Alguna ocasión me considere tonto al soñar en cosas imposibles, como normalmente las personas se refieren al arte. Solemos escuchar constantemente que pensar en ser reconocido por tus obras es algo realmente improbable, no importa cuanto te esfuerces, cuanto tiempo le dediques o cuanto inviertas en él. Al final solo serás parte de la infinidad de nuevos artistas que intentan hacerse un hueco en el mundo. 

Al parecer olvidamos que el arte es mas por nosotros que por los demás, conocí grandiosos escritores que resguardan todos sus pensamientos en libretas, nunca dejan que nadie los lea por miedo de que no sean buenos o que les transmitan lo suficiente. Escuche grandes canciones con letras llenas de mensaje opacadas por las vacías estructuras mas comercializadas, contemple pinturas y dibujos ignorados por transeúntes, que amenizan sus charlas casuales con referencias a trazos reconocidos por todos. 

Cuando empezaba a escribir, fueran poemas, canciones o historias. No entendía cuál era el mensaje que buscaba transmitieran, algunos eran detalles de un joven enamorado, pesadillas que me aterrorizaron de niño, temores proyectados y muchas otras solo mi intento por encajar en un grupo de amigos o personas que al igual que yo soñaban ser artistas en la plaza de la ciudad los viernes por la tarde. 

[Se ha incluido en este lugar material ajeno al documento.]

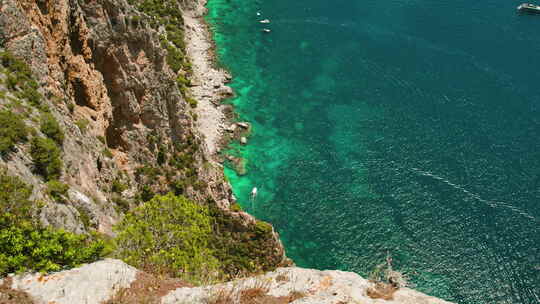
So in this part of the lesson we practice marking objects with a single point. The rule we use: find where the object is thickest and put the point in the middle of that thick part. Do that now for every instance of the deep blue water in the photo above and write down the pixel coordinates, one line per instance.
(409, 127)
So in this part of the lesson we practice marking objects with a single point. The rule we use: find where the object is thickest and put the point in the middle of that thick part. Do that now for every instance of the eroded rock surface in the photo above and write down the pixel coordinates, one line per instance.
(111, 279)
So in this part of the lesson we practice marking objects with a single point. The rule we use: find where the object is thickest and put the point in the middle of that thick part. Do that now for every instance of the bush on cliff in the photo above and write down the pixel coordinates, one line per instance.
(20, 80)
(50, 127)
(12, 130)
(169, 235)
(26, 245)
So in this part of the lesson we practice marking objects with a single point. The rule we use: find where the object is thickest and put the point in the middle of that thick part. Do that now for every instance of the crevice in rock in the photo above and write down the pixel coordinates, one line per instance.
(81, 96)
(74, 36)
(42, 5)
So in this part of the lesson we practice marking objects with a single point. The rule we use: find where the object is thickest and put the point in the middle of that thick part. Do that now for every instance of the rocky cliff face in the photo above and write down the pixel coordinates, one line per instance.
(111, 281)
(106, 92)
(118, 81)
(106, 79)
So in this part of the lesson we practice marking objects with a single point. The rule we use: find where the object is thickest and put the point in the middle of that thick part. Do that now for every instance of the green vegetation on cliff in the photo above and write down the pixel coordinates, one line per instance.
(169, 234)
(26, 245)
(12, 130)
(175, 236)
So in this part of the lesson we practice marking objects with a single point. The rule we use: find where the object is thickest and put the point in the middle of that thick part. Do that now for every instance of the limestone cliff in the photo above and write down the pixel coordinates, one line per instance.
(112, 77)
(102, 107)
(111, 281)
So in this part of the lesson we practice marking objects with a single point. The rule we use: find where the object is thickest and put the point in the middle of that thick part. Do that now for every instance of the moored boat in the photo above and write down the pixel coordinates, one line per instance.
(530, 8)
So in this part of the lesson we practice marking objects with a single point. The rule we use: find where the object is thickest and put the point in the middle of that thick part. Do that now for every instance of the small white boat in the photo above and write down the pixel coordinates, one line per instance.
(253, 193)
(529, 8)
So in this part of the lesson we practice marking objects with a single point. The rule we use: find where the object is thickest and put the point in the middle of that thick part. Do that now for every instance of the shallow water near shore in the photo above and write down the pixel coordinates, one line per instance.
(402, 126)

Con el paso de los años me enamore de distintos ritmos, idiomas y estilos de transmitir las emociones, estuve en algunos escenarios pequeños o grandes en festivales y bares, leí autores de distintos tiempos, contemple bocetos de aquellos que me transportan a mis clases de artes plásticas en la primera década de mi vida y lienzos expuestos en el parque mientras camino los fines de semana en mi ciudad. 

Charlé con cantautores entre presentaciones, asistí a conciertos de mis artistas favoritos y de algunos amigos que iniciaron como yo, creando arte por amor al arte y sin esperar nada a cambio. Contemple espectadores emocionados y coreando las canciones, algunos otros desconectados y sin ánimos, escuche lectores de libros inconformes con adaptaciones en el cine y cinéfilos que nunca conocieron los libros. 

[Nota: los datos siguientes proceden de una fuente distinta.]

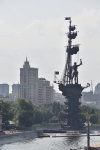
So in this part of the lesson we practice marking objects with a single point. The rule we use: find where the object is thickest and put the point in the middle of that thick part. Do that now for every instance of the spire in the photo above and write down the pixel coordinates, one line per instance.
(26, 63)
(26, 58)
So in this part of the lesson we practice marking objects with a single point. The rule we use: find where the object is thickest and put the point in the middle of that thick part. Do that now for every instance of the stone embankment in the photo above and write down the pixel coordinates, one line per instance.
(15, 136)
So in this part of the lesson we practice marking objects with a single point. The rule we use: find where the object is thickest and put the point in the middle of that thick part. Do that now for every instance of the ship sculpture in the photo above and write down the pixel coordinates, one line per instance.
(69, 84)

¿Saben cuántos guiones no llegan a término?, ¿vieron ya el mundo a medias en el que vivimos?, puede que sea exactamente esa la razón por la que no conectamos siempre de la manera que esperamos. Es un constante vaivén, el ir y venir de la inspiración, que nos hace escribir, componer, pintar, reír y llorar, mientras el telón se levanta y cae en los distintos actos. 

Si escribiera una novela de mi vida, sería una de ficción y tragicomedia, que citaría filosofía y culminaría como una oda a la musa única que es la soledad. Expresaría emociones desbordantes como aquellas que desean tanto experimentar los androides, curiosamente es por eso veo a los artistas como autómatas. Estamos diseñados para expresar aquello que los demás no pueden encontrar, transmitimos las historias de maneras diferentes y trascendemos en el eterno subconsciente. 


-Pero es exactamente eso: El Arte de la Vida- 
Me repite Lenna cada vez que leo un nuevo borrador de su novela. 

Dedicado a todos los autómatas que día a día, 
crean arte sin importar las dificultades.